Miriam was suddenly conscious that she was not dressed to receive. But she was in the warehouse, where women were not welcome, and she couldn’t bring herself to leave and change.
Abraham grinned at her like a fool. ‘Leon’s on his way!’ he said. ‘Ptolemy has sent part of his fleet — I’m to have a command!’ He caught himself, tried to restore the imperturbable demeanour of a man of worth. Failed, and grinned again. Then tried to put his grin away, all too aware how Miriam was going to feel when he rowed off to fight alongside Leon … and Satyrus.
‘This letter is for Leon,’ she said. She shrugged, an eloquent shrug that suggested that she, as a mere woman, made these mistakes, and she’d read it, and really, no one should chide her for it — all in a shrug. ‘Banugul of Hyrkania is at Heraklea with a convoy of goods to be made into money for her son to buy mercenaries.’ She held out the letter. ‘Almost a thousand talents, the letter says.’
Daedelus shook his head. ‘A thousand talents? By Hephaestus’s forge — that’s enough to buy Antigonus.’
Abraham scratched his beard. ‘She’s … an enemy.

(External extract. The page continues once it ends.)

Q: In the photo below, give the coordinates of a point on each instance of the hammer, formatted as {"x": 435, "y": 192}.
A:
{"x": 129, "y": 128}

But of course, her son is with Stratokles, and Stratokles …’ He looked at his sister.
Miriam sighed. ‘Stratokles is a side all by himself.’
Daedelus made a face. ‘I’ve heard of her, too. Alexander’s mistress. But what does this change?’
Abraham shook his head. ‘Nothing. But we couldn’t get a message back through anyway. As soon as the winter storms are off the heavens, Demetrios will close the Propontus. As it is, the captain who brought the letter must be a madman.’
‘Insane,’ said a voice from the warehouse door.
Miriam’s heart stopped.
‘I thought that the winter winds were a safer bet than two hundred triremes,’ Satyrus said. He had on his ancient, pale blue chiton and his sea boots, and he looked more like a fisherman than the King of the Bosporus.
Abraham threw his arms around his friend.
Satyrus had the good grace to look at his friend while he embraced him. Then his glance went back to Miriam.
‘I came to try you one more time,’ he said. He seemed unembarrassed to have Daedelus and Abraham present.
The hardened sea-mercenary grew red. His eyes met with Abraham’s.
‘I … think I hear my mother calling me,’ he muttered.
‘Cup of wine before you go?’ Abraham asked.
‘Jews are the most hospitable of men,’ Daedelus said.
He reached out for her hand, and she gave it to him. They sat — uncomfortably — on a chest of Athenian blackware and wood shavings. For a time that would have bored an onlooker, they said nothing.